Bottles enter the third dimension

Our most recent Barnstone assignment involved redrawing the three bottles under orthographic projection with geometric constructions for all of the circular cross sections. Here are some learnings:

  1. Wash your hands. When you work for hours on a single drawing you don’t want to see fingerprints.
  2. Sharpen your pencils often and be sure to wipe off the graphite sharpening dust before drawing.
  3. When using a rular or triangle, first place the pencil in the correct position on the paper, then slide the rular up snug against the pencil. This ensures that the line doesn’t end up a half a millimeter away from its intended position.
  4. Draw very lightly.
  5. It is impossible to get all of the angles an intersections perfect.

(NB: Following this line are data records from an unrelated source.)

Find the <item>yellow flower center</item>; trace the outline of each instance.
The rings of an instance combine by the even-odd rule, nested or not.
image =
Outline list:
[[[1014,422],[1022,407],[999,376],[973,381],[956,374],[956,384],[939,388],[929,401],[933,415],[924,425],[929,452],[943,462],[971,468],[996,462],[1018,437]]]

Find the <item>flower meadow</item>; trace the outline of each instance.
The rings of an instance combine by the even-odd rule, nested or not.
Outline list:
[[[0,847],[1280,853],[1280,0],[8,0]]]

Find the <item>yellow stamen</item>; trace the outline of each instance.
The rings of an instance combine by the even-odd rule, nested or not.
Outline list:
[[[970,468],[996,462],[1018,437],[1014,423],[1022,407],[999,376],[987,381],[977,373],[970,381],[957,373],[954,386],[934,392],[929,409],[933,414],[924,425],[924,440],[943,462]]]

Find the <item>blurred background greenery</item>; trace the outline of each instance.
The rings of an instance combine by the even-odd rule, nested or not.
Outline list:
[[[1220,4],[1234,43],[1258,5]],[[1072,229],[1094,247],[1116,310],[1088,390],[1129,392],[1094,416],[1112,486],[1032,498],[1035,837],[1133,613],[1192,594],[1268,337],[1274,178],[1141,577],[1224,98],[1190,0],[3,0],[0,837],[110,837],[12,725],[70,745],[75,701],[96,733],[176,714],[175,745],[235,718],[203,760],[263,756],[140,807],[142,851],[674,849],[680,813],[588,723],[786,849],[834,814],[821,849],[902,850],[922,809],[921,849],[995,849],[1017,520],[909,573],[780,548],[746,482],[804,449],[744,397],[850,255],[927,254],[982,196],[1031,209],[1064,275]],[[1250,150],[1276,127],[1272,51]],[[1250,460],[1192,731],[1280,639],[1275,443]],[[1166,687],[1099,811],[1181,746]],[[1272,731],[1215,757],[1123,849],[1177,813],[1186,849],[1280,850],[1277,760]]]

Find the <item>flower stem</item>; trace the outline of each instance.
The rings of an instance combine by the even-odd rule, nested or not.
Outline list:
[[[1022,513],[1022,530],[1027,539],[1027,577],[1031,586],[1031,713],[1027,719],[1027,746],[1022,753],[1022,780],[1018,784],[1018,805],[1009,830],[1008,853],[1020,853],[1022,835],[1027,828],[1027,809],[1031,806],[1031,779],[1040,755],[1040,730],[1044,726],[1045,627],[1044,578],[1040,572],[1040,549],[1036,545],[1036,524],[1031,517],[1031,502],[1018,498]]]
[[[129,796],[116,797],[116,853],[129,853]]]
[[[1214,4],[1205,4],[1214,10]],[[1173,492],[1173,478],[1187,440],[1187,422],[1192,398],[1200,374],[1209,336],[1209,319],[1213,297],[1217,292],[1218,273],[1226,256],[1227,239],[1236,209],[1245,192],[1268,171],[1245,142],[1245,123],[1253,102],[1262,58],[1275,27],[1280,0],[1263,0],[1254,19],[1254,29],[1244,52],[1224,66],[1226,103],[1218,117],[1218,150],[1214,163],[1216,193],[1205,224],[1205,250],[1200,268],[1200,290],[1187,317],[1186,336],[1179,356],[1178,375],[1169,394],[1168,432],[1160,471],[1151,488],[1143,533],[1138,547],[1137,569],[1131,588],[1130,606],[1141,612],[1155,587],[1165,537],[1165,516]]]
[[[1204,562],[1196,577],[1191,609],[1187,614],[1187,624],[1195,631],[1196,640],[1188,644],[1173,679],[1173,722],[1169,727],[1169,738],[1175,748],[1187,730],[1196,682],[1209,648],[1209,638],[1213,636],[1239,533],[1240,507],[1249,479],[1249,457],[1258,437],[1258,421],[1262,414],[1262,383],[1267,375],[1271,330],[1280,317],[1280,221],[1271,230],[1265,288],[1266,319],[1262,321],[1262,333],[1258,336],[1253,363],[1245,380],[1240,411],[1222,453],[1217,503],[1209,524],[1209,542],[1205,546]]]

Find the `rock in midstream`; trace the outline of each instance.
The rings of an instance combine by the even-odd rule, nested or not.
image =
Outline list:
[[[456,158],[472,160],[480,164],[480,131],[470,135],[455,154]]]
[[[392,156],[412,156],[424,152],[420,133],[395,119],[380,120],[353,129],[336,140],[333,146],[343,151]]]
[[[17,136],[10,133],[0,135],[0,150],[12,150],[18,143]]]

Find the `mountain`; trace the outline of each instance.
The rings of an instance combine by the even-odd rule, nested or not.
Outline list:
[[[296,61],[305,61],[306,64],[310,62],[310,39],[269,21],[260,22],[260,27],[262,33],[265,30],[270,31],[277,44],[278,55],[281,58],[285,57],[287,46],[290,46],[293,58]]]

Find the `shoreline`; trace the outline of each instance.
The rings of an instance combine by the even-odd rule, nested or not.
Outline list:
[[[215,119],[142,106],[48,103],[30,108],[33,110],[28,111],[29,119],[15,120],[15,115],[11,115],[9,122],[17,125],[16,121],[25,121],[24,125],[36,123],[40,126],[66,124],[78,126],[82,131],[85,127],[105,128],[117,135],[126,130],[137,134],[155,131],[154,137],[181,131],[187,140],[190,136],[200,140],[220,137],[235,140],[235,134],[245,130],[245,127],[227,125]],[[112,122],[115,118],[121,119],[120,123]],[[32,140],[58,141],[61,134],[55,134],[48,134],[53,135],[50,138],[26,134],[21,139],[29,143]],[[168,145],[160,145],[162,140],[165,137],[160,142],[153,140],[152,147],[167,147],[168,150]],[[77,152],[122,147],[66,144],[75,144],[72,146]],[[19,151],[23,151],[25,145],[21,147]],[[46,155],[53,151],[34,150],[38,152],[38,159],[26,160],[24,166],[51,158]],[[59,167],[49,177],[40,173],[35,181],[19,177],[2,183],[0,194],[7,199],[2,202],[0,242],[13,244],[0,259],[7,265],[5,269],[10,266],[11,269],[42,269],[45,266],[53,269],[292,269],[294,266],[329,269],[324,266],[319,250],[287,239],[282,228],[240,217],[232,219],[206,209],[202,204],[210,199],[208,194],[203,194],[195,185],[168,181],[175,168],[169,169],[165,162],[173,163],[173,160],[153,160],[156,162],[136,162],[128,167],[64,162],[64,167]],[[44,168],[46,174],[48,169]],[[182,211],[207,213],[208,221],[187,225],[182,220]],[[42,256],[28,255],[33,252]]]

The important thing is to produce an asthetic drawing and this means balancing between perfection where it counts and errors that don’t matter. In the planar cross sections, each circle construction has four lines that intersect at the center of the circle. I feel it is important to nail this intersection point, so I always place the tip of my pencil directly on the intersection before placing my rular.
  6. Start at the top of the bottle and work down, one plane at a time. Don’t attempt to work assembly line style or draw planes out of order. It is too easy to get confused.
  7. Rotate the paper, if necessary, so that you always draw on the side of the rular closest to your dominant hand.

Analytical Bottle Drawing

We invited our good friends, Chris and Marty, over to help drink the bottle of prosecco that I wanted to use for my Barnestone assignment. The bottle was tall and had these gorgeous curves that complemented my medium height Quinta dos Rouges and my short, but equally curvaceous Perrier bottle. The assignment involved six gestural drawings of each bottle, followed by a detailed, measured drawing of an ensemble of the three bottles on a single page. All told, I spent about 17 hours on the measured drawing, not including the time to drink the prosecco.

Juliette says the point of the assignment is to learn how to see relationships that tie the drawing together, to understand how to break down the structure of the object, to develop line quality, and to work the entire picture at once instead of marching around the contour.